Part I – Introduction

PART I: INTRODUCTION
Understanding Heartfelt Conversations

  Part I Documents  
Part I Forms & Handouts (PDF)

Much of communication is nonverbal and begins in the heart. The first meeting with our client-family is the crux of our assessment process, and all things we might do to help in the future are dependent on how we first come together and communicate. What we say is tempered by how we greet each other, and how we engage in reciprocal moves of eyes, face, tone of voice and gestures.

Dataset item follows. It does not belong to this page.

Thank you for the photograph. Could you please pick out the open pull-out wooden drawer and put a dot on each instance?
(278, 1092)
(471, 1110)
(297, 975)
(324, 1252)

We believe we’ve captured the dozen or so elements essential in getting communication started with client-families. These simple ideas are a part of our training, and yet they often elude the best of us. Conversation is taken for granted, but it is difficult to say the right thing and to include all needed elements in what is said. Unless we do this well, we will hardly get anywhere in learning our family’s goals. The family must perceive our communication to be based on unconditional regard and genuineness. Likewise we are mindful of the contrasts between cultures and different lifeways and seek different skills and attitudes as well as knowledge of ways of talking and relating while we remain aware of our beliefs and values which might develop into prejudices and ethnocentrisms.

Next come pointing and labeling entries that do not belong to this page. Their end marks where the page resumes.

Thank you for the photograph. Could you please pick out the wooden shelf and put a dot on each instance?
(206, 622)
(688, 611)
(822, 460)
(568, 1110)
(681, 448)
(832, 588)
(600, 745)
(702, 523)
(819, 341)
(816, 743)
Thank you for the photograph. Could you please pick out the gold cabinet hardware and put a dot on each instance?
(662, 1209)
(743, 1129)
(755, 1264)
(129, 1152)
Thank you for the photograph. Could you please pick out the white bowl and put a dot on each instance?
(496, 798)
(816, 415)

Likely, we will need to learn first about what is going well with the family before becoming too immersed in their unresolved problems. Certainly though, we need to accommodate a parent’s notion of when it is appropriate to bring up their concerns. In this assessment process, we have many ways of finding out what already works well for the family.

It is important for us to learn what we need to do as helpers for the family. This is the first step in building resiliency in clients.